Update:  Now that the shock has sunk in, time to move forward...  Thanks all for your comments.  I reckon Google Drive is the way to go - currently rattling around with memory sticks, with fingers crossed that there aren't any stray months I didn't back up [Update 2: that's this year to date back up, and 2017 except Aug-Nov].

Will get everything back up in due course.  Hey ho, that's life.  Thanks again everyone for your support.

AB.

Monday, 29 October 2018

Nils Frahm & Ólafur Arnalds - Collaborative Works (2015 compi, rec. 2011-15)

Back to Erased Tapes, with a compilation that does exactly what it says on the tin: brings together an hour's worth of EP tracks recorded by labelmates & close friends Nils Frahm & Ólafur Arnalds.  Then tops it off with a bonus 40 minutes drawn from an evening's improvisations whilst planning the reissue of the EPs.

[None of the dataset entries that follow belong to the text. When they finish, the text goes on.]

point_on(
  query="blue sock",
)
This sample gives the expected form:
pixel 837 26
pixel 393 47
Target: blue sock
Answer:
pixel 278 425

The EP tracks find both artists in a much more pure electronic mode that they normally operate in, most notably on the superb 25 minutes of Loon, recorded 2014 and originally released as a 12" the following year.  They skirt the edges of Cluster-esque minimalism before taking a full-on dive into it with the standout tracks W and M.  This is followed by the three untitled tracks of 2012's more atmospheric Stare EP.  German cellist Anne Müller (who had previously collaborated with Frahm on 2009's 7Fingers album) proves an inspired and understated third partner on the longest track.  Lastly, the 2015 7" (recorded in 2012) Life Story/Love & Glory returns to the more familiar piano-and-ambience of Felt.

As noted above, when meeting up to arrange the EP compilation, Frahm and Arnalds decided to record a new exclusive track for it.  This turned in to an entire evening of spontaneous loveliness, and was titled Trance Frendz, receiving its own vinyl release in 2016.  The first three tracks are again in Felt mode, based around gentle piano and electronics, and washes of harmonium in 23:17 (each track is named after the time recording started).  Then there's a change of scenery with 23:52's swelling synth and harmonium atmosphere, and the pure electronics of 00:26.  Entering the small hours, everything mellows out once more with tinkling piano and music box ambience.  Essential, gorgeous music from start to finish.